Changing suppliers is a step in the right direction, but the reality is that diastatic yeast can be a product of the brewing environment. In this scenario, the quality of the supplier doesn’t matter. The environmental risk alone highlights the need for rapid detection methods that can be implemented during routine quality control testing.

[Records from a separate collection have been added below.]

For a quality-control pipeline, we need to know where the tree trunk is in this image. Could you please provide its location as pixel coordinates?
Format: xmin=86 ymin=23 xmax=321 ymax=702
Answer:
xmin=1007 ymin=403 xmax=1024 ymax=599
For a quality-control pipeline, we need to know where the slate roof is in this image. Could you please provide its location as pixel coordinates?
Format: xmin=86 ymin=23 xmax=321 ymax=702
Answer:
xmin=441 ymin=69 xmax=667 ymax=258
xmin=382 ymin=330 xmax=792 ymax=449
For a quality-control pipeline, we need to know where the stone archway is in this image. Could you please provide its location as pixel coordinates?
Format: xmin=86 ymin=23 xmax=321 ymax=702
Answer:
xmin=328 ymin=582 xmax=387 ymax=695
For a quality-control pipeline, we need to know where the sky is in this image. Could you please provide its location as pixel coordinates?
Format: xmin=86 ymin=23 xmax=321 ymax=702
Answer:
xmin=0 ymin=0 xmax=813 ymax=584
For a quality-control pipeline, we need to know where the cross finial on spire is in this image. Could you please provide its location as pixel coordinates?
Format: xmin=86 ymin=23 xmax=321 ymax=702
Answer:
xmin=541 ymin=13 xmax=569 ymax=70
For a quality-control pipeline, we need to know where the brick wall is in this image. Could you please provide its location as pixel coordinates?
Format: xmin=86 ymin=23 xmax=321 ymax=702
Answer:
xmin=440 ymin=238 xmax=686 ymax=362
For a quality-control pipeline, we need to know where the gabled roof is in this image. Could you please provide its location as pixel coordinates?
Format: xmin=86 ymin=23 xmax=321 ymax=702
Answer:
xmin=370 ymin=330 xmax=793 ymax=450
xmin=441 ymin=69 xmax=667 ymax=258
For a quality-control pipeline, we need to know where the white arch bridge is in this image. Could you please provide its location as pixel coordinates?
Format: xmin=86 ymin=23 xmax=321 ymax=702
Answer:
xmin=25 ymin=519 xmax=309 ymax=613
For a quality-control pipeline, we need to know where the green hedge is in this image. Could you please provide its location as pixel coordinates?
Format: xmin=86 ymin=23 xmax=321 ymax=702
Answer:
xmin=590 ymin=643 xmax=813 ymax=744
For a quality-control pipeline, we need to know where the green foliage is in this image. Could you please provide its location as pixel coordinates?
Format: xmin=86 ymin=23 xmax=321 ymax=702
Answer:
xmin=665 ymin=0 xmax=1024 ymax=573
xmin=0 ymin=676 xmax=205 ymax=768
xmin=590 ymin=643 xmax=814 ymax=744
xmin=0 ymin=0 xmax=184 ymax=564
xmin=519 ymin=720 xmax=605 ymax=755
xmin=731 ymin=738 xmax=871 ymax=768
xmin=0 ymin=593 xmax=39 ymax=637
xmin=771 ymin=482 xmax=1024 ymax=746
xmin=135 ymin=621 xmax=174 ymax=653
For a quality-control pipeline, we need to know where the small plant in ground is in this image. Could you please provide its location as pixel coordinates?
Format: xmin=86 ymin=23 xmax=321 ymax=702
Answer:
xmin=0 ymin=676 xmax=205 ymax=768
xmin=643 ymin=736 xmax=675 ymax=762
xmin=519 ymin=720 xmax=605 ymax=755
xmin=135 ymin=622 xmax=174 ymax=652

For the folks at Left Hand Brewery, this ended up being a costly lesson in the complexities of microbiology. Financial losses aside, it could have been worse; after all, someone could have lost an eye to an exploding bottle.
References
- Yakobson, C. M. (2019). The Oxford Companion to Beer Definition of flocculation. Retrieved May 28, 2020, from https://beerandbrewing.com/dictionary/9yHbaDo6RA/
- Holl, J. (2017, November 20). Left Hand Sues White Labs Over Contaminated Yeast. Retrieved May 24, 2020, from https://beerandbrewing.com/left-hand-sues-white-labs-over-contaminated-yeast/
- Chai Biotechnology. (2019, August). Controlling Diastaticus in Your Brewery. Retrieved May 24, 2020, from https://www.chaibio.com/beer-spoilage/diastaticus
- Goldfarb, A. (2020, January 30). Exploding Beer Bottle Lawsuit is Settled. Retrieved May 24, 2020, from https://www.goldfarbpa.com/exploding-beer-bottle-lawsuit-is-settled/
- Burns, L. T., Sislak, C. D., Gibbon, N. L., Saylor, N. R., Seymour, M. R., Shaner, L. M., & Gibney, P. A. (2020). Improved Functional Assays and Risk Assessment for STA1+ Strains of Saccharomyces cerevisiae. Manuscript submitted for publication, Cornell University, Omega Yeast Labs, Chicago, IL.